Lot 29. ADRIEN SACQUESPEE (CAUDEBEC-EN-CAUX 1629-1692)
Christ en croix
signé et daté ‘Sacquespe pinxit./.1656′ (sur le pied de la croix)
huile sur toile: 83 x 49 cm.
Estimate: €15,000-20,000 ($20,642-27,523). This lot sold for a hammer price of €14,000 (or €17,500 with the buyer’s premium – $24,091).

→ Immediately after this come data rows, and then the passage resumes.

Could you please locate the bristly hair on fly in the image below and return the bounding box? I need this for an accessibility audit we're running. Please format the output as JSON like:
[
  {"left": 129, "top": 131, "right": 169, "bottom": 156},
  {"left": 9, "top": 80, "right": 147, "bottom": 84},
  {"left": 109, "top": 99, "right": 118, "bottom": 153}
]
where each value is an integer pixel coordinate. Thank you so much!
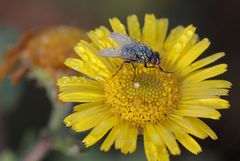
[{"left": 99, "top": 32, "right": 171, "bottom": 79}]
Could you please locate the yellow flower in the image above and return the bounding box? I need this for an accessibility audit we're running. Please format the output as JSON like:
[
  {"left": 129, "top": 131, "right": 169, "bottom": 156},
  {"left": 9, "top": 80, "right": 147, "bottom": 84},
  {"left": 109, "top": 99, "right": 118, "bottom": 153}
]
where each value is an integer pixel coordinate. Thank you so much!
[{"left": 58, "top": 14, "right": 231, "bottom": 161}]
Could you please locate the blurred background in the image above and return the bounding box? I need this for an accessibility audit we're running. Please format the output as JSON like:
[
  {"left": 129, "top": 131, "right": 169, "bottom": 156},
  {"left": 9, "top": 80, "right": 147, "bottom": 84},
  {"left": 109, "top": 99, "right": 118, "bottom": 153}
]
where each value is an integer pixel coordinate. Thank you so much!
[{"left": 0, "top": 0, "right": 240, "bottom": 161}]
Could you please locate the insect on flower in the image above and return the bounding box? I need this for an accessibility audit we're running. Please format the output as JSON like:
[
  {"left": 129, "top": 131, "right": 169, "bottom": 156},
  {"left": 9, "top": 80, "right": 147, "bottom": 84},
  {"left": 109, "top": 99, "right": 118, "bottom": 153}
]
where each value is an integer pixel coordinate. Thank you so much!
[{"left": 99, "top": 32, "right": 171, "bottom": 80}]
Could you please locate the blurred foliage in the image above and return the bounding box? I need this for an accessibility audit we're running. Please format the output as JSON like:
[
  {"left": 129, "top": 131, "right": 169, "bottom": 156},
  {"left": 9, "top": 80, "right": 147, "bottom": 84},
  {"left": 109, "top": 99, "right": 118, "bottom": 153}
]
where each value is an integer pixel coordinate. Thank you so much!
[{"left": 0, "top": 27, "right": 22, "bottom": 111}]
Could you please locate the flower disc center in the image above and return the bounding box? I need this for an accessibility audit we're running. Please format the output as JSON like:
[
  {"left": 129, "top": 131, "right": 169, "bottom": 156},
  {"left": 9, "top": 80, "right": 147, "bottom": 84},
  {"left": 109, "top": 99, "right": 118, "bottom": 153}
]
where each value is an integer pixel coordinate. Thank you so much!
[{"left": 105, "top": 64, "right": 180, "bottom": 127}]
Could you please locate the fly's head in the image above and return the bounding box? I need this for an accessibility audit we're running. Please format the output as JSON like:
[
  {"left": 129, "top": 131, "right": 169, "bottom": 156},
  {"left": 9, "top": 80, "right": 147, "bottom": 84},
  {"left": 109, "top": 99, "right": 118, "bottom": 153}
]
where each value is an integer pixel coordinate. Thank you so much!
[{"left": 150, "top": 51, "right": 160, "bottom": 65}]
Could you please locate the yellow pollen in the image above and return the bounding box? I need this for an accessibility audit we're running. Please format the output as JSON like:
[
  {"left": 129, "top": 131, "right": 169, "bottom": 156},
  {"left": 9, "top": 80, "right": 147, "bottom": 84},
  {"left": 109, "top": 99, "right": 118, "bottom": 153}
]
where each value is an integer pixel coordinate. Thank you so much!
[{"left": 105, "top": 64, "right": 180, "bottom": 127}]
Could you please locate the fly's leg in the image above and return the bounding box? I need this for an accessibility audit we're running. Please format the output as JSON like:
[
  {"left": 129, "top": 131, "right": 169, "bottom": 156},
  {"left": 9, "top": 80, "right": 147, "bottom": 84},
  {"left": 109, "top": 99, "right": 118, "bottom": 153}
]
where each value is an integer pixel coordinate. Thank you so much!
[
  {"left": 112, "top": 61, "right": 136, "bottom": 80},
  {"left": 144, "top": 63, "right": 173, "bottom": 73}
]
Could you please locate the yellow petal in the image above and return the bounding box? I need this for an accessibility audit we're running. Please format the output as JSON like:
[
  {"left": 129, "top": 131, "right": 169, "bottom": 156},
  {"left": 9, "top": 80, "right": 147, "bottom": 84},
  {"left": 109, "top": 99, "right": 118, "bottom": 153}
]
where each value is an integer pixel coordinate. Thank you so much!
[
  {"left": 74, "top": 40, "right": 108, "bottom": 70},
  {"left": 87, "top": 26, "right": 121, "bottom": 73},
  {"left": 179, "top": 52, "right": 225, "bottom": 76},
  {"left": 74, "top": 101, "right": 104, "bottom": 112},
  {"left": 169, "top": 114, "right": 207, "bottom": 139},
  {"left": 166, "top": 122, "right": 202, "bottom": 154},
  {"left": 157, "top": 124, "right": 181, "bottom": 155},
  {"left": 176, "top": 105, "right": 221, "bottom": 120},
  {"left": 127, "top": 15, "right": 141, "bottom": 41},
  {"left": 144, "top": 124, "right": 163, "bottom": 146},
  {"left": 122, "top": 126, "right": 138, "bottom": 154},
  {"left": 181, "top": 80, "right": 232, "bottom": 90},
  {"left": 143, "top": 131, "right": 169, "bottom": 161},
  {"left": 64, "top": 106, "right": 112, "bottom": 132},
  {"left": 182, "top": 88, "right": 229, "bottom": 100},
  {"left": 142, "top": 14, "right": 157, "bottom": 47},
  {"left": 182, "top": 98, "right": 230, "bottom": 109},
  {"left": 175, "top": 38, "right": 210, "bottom": 70},
  {"left": 165, "top": 25, "right": 196, "bottom": 69},
  {"left": 182, "top": 64, "right": 227, "bottom": 84},
  {"left": 186, "top": 117, "right": 217, "bottom": 140},
  {"left": 109, "top": 17, "right": 127, "bottom": 34},
  {"left": 100, "top": 123, "right": 121, "bottom": 151},
  {"left": 153, "top": 18, "right": 168, "bottom": 51},
  {"left": 82, "top": 116, "right": 119, "bottom": 147},
  {"left": 115, "top": 122, "right": 129, "bottom": 150},
  {"left": 163, "top": 26, "right": 185, "bottom": 52}
]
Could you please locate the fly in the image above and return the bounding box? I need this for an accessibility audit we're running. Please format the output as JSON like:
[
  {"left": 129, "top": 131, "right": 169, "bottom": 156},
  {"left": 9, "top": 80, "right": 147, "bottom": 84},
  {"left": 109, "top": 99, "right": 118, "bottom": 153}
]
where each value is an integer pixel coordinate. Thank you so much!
[{"left": 99, "top": 32, "right": 171, "bottom": 80}]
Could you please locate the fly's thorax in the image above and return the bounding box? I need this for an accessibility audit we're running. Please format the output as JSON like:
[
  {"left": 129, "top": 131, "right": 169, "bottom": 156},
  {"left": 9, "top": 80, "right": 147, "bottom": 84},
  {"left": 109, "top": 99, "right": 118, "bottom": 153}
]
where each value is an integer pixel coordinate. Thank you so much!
[{"left": 121, "top": 42, "right": 153, "bottom": 63}]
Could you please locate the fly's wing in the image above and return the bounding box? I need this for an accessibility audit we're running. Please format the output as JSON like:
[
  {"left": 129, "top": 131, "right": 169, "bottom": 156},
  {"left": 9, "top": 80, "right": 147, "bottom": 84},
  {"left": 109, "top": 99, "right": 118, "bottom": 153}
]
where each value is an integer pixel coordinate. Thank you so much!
[
  {"left": 110, "top": 32, "right": 135, "bottom": 45},
  {"left": 98, "top": 47, "right": 122, "bottom": 58}
]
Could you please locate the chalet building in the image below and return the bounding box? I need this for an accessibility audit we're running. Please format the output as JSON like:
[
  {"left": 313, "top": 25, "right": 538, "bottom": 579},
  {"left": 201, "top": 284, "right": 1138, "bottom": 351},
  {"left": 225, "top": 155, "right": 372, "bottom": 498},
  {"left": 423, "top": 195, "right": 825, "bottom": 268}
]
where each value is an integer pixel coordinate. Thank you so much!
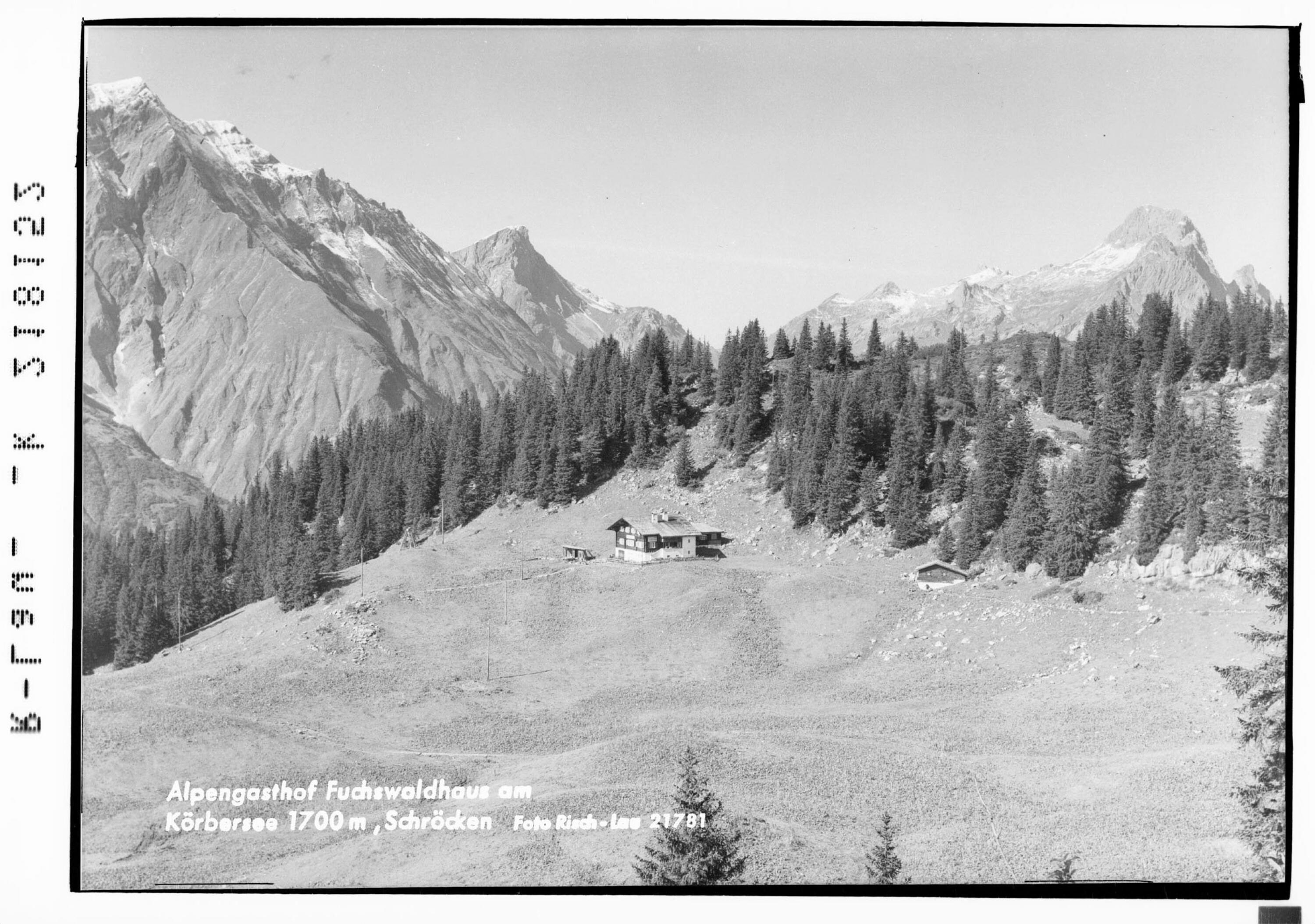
[
  {"left": 608, "top": 511, "right": 725, "bottom": 564},
  {"left": 913, "top": 558, "right": 968, "bottom": 590}
]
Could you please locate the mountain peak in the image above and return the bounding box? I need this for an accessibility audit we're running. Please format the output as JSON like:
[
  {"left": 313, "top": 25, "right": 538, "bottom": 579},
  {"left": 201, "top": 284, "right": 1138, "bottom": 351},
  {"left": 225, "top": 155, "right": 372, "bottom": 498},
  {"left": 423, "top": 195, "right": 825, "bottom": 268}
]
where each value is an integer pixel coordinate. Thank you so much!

Rouen’s Musée des Beaux-Arts today purchased Adrien Sacquespee’s Mannerist Christ on the Cross at Christie’s sale of Old Master paintings in Paris, according to the Art Tribune. It’s a striking and dramatic work, believed to be one of the artist’s earliest 20 or so known works (some signed). In the 1640′s he was a pupil of François Garnier, but he returned to Normandy and made his career in Rouen.  Most of his work is found in Norman churches and the museum.

Musée des Beaux-Arts, Rouen

Musée des Beaux-Arts, Rouen

This work joins six others in the Musée des Beaux-Arts, including the Martyrdom of St. Adrian (below), The Apparition of Christ to St. Peter (1667), Christ mourned by the Virgin and St. John (formerly known Descent from the Cross - c.1670-80), Chartreux buried under the snow (c.1670-75), Saint Bruno in prayer (1671), and Eternal Father (before 1692).

Martyrdom of St. Adrien.

Martyrdom of St. Adrian, 1659.

Although he’s considered “provincial” he does have a flair for the dramatic – just look at Saint Mathurin exorcising the Empress Theodora, Abbey Saint-Ouen in Rouen (below) – who doesn’t like a good exorcism?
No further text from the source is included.